The magnetic core particles M are known to be characterized in that they consist of magnetite, maghemite and ferrites of the formula
Me (II) OFe (III) ₂ O ₃ exist, whereby
Me (II) is a metal ion such as Co or Mn.

With the composite according to the invention magnetic fluids are saturation polarizations set or reach between 0.05 and 80 mT. As a dispersant for the magnetic nanoparticles are water, including physiological aqueous solutions, Dimethylformamide, glycerin, ethylene glycol and polyethylene glycol suitable.

• – Coprezipitation von Eisen-(III) und Metall(II)-Salzen auf an sich bekannte Weise,
• – Waschen mit dem Dispersionsmittel und Einstellen des pH-Wertes zwischen 0 und 6,5 auf an sich bekannte Weise,
• – Zugabe einer Verbindung der allgemeinen Formel A_p-C-B_q bei Temperaturen zwischen 20 und 90°C, wobei A reaktive Gruppen, B bioaktive Gruppen und C Cyclodextrine sind,
• – Reaktionsprodukt mit Wasser waschen und Einstellen des pH-Wertes zwischen 4 und 9 auf an sich bekannte Weise,
• – auf an sich bekannte Weise bei Temperaturen zwischen 20 und 90°C stark rühren oder einer Ultraschallbehandlung aussetzen, bis eine stabile Magnetflüssigkeit entsteht.

The magnetic liquids according to the invention are produced by the following process steps

• Coprecipitation of iron (III) and metal (II) salts in a manner known per se,
• Washing with the dispersing agent and adjusting the pH between 0 and 6.5 in a manner known per se,
• Addition of a compound of the general formula A _p -CB _q at temperatures between 20 and 90 ° C., A being reactive groups, B bioactive groups and C being cyclodextrins,
• Washing the reaction product with water and adjusting the pH between 4 and 9 in a manner known per se,
• - In a manner known per se at temperatures Stir strongly between 20 and 90 ° C or subject to ultrasound treatment until a stable magnetic fluid is formed.

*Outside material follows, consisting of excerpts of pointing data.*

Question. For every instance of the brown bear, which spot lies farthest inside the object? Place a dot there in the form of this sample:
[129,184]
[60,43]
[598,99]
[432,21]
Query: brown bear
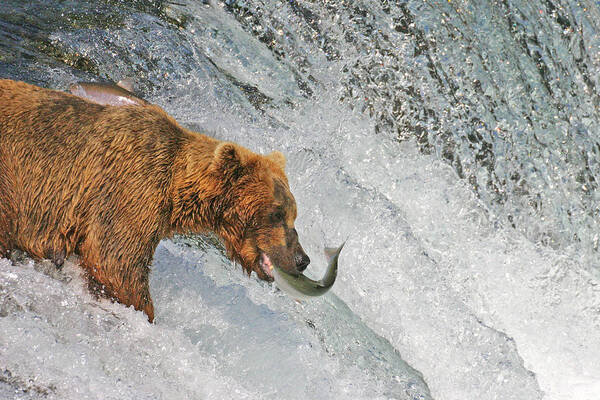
[108,183]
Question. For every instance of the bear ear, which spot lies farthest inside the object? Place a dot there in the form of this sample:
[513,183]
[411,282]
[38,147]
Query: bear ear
[228,157]
[278,158]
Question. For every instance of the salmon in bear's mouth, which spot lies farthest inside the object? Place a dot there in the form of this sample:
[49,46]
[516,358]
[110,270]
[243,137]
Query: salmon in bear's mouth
[266,266]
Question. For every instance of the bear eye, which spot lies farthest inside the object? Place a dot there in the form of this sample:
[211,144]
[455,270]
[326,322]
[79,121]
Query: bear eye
[277,216]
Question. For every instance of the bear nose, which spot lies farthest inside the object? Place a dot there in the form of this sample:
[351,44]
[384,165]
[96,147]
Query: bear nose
[302,261]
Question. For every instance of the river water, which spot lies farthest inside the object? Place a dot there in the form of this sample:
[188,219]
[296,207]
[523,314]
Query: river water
[454,143]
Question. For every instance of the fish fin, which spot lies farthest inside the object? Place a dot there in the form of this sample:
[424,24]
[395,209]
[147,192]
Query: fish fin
[126,84]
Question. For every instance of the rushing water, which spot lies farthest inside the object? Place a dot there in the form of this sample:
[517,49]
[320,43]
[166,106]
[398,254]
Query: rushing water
[454,142]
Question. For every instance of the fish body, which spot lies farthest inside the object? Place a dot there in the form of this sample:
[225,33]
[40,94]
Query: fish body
[106,93]
[302,287]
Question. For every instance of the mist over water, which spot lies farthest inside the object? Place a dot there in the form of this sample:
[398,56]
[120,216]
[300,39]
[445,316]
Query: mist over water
[455,145]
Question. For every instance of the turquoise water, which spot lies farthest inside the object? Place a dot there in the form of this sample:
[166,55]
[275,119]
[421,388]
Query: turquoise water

It is useful after the first Wash a pH to be set between 1 and 3. Depending on the application, it is also possible, different Add substituted cyclodextrans at temperatures between 20 and 90 ° C. The addition of differently substituted cyclodextrans can also in a two-stage process.

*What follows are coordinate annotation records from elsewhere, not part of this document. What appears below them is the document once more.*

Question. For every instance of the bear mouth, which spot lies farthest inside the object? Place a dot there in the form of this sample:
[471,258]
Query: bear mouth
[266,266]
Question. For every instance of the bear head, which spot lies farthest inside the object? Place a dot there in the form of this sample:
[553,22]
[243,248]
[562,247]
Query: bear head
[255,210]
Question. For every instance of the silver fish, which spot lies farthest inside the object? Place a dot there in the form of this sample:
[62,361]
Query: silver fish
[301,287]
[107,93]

A major advantage is that after stirring or the ultrasonic treatment of the magnetic liquid with substrates X can be treated so that these substrates X are formed in cavities in the envelope of the magnetic nanoparticles, for example in the formable secondary structure, contribute. Substrates X include, in particular, connections understood with pharmacological and / or biological effectiveness. These are substances such as antibiotics (penicillin), hormones (prostaglandins) or antitumor enzyme or antitumor proteins.

It was found that aqueous dispersions made of magnetic nanoparticles with cyclodextrins and their Derivatives are stabilized, high colloidal stability of the particles and an achievable volume fraction of magnetic component up to 25% or saturation polarizations of up to 60 mT. There is also an improved one Biocompatibility. Establish these new properties focus on the narrowly limited and low molecular weights from 972 to approx. 2,000 and the resulting low cladding layer thicknesses and better water solubility as well on their stability in physiologically important pH ranges. Additional benefits with new ones Applications result from the cavities present in the particles, which can be used to pick up and transport foreign substances. You can be targeted desorbed at the destination, a property that in use is a great advantage as a "magnetic carrier".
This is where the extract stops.